Mulberry announced encouraging news on Wednesday, saying that in the 26 weeks ended September 25, the company made more strategic success amid robust consumer demand. And, according to CEO Thierry Andretta, the “bold decisions we’ve made in terms of focusing on our UK production capabilities mean that we’re well positioned for the festive trading period and beyond.”

It’s wonderful news for the company, which has had its share of ups and downs in recent years, and it indicates a healthy comeback from the epidemic.

The group’s revenue increased by 34% year on year to £65.7 million (also up 3 percent compared to 2019 on a comparable basis). And pre-tax profit increased to £10.2 million from £2.4 million a year earlier, despite a £5.7 million one-time windfall on the sale of its Paris shop lease.

Despite that boost, the company is becoming more profitable on an underlying basis, with gross margin rising to 69 percent from 59 percent a year ago as a result of its strategic focus on full-price sales and improved volume efficiencies.

Overall, retail sales increased by 30% to £55.6 million throughout the period. They climbed by 36% to £38 million in the domestic UK market. It added that sales in the UK “recovered strongly once our stores reopened.” And the revenues lost due to the lack of tourists in the United Kingdom — as well as store closures in Europe — were matched by significant growth in Asia.

China retail sales climbed by 38 percent, contributing to a 23 percent growth in Asia Pacific retail sales to £11.8 million, “indicating sustained investment in the region,” according to the report. However, regional and local lockdowns “disrupted to some extent” South Korea and Japan during the era. Although overseas retail sales represented a smaller 40% of group income compared to 41% a year ago, they climbed by 57 percent to £3.3 million in the United States, indicating that the pandemic was still having an impact in H1.

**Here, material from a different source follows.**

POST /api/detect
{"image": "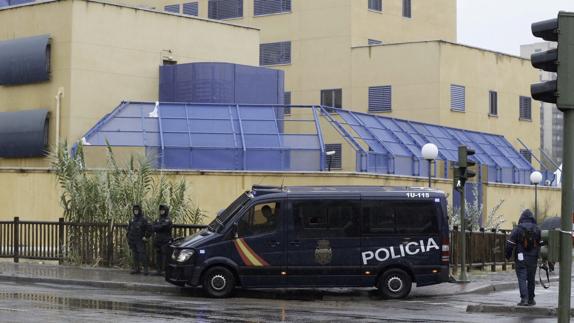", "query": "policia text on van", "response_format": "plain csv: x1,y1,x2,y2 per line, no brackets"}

166,186,449,298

The fact that franchise and wholesale sales grew 67 percent to £10.1 million was also promising, indicating that the recovery has begun.

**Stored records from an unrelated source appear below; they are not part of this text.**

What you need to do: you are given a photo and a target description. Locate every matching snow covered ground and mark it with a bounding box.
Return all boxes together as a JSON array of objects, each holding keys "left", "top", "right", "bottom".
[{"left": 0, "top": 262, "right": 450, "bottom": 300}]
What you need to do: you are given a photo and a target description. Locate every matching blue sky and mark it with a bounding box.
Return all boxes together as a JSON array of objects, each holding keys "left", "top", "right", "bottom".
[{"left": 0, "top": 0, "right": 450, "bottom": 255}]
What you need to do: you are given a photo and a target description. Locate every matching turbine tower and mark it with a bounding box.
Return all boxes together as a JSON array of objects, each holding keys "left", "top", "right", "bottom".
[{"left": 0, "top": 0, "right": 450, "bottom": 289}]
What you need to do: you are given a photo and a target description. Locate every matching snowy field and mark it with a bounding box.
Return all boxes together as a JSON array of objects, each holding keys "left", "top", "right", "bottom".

Despite the fact that digital sales were down 19.1% year over year due to the reopening of physical locations, they still accounted for 29% of overall group revenue.

Across the board, the company has seen a rapid move to digital and omnichannel commerce. For example, digital sales in the Asia Pacific increased to 19% of total sales, owing to local fulfillment in Japan and the establishment of key partnerships, such as T-Mall in China. In China, digital sales increased by 22% and now account for 43% of total sales. It also launched a We Chat campaign in the country in July, coinciding with the introduction of Alexa x Alexa.

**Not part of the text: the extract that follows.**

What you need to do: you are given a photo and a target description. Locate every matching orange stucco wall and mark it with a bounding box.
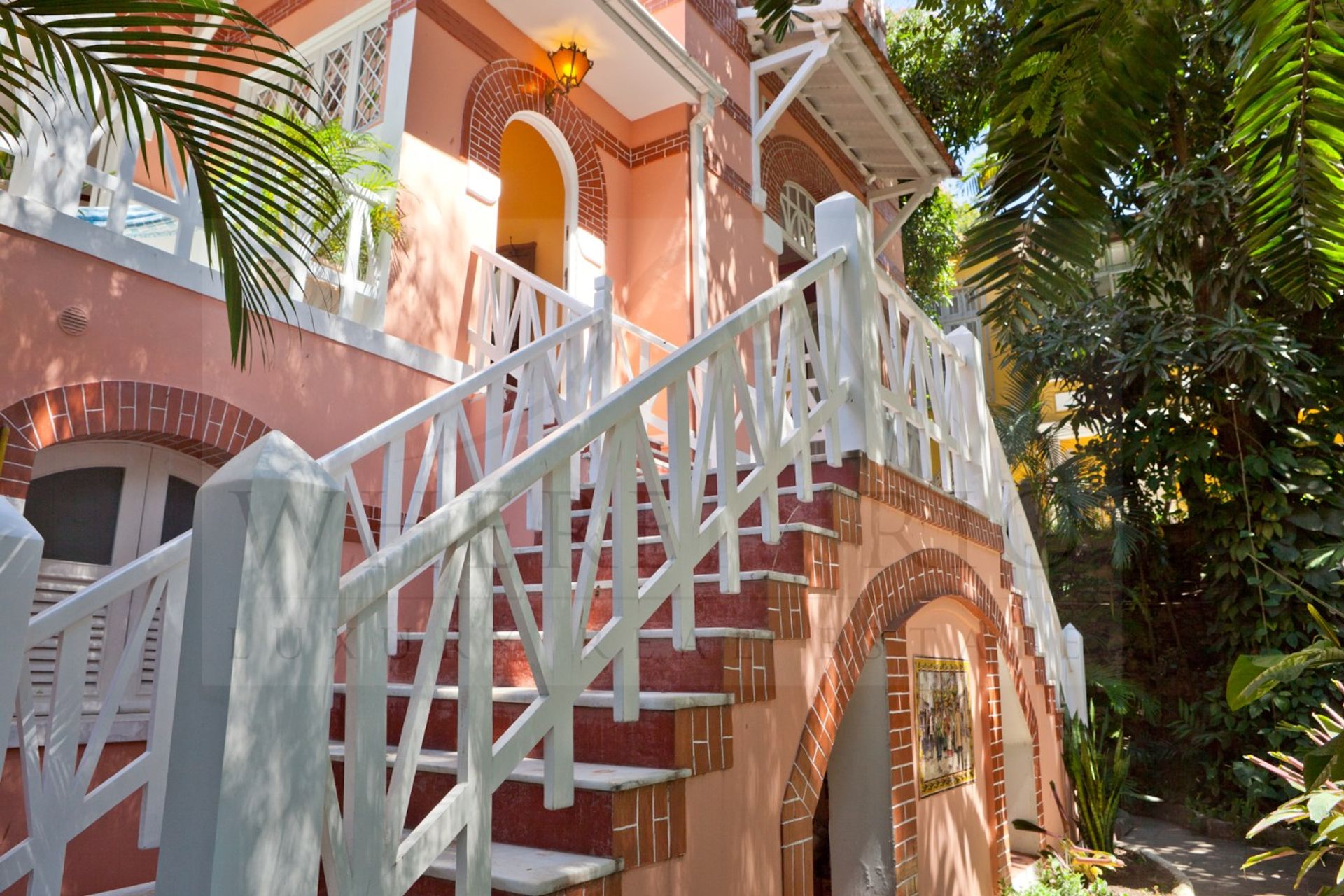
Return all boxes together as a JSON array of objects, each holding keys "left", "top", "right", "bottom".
[{"left": 622, "top": 498, "right": 1062, "bottom": 896}]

Retail revenue in the eight weeks leading up to late November was up 35% compared to the same period last year, indicating that the company’s recovery isn’t slowing down. In addition, the company saw improved store sales, a solid digital performance, and continued expansion in Asia during October and November.

In the second half, “a steady rise in marketing investment is expected to continue developing brand awareness internationally” due to “the good success in the first half and the group’s large financial reserves.”

The company has been working hard to improve its long-term sustainability and has achieved significant progress. It has also progressed in terms of modernizing key areas of the business. There are projects underway to modernize the company’s legacy systems as well as establish the next generation of digital and omnichannel platforms. This is projected to result in more capital investment next year and the future.

The corporation appears to have enough cash on hand to see this through. Moreover, its increasing revenue has continued to exceed its original base case expectations after the first half, “with a cash position considerably ahead of assumptions,” it said.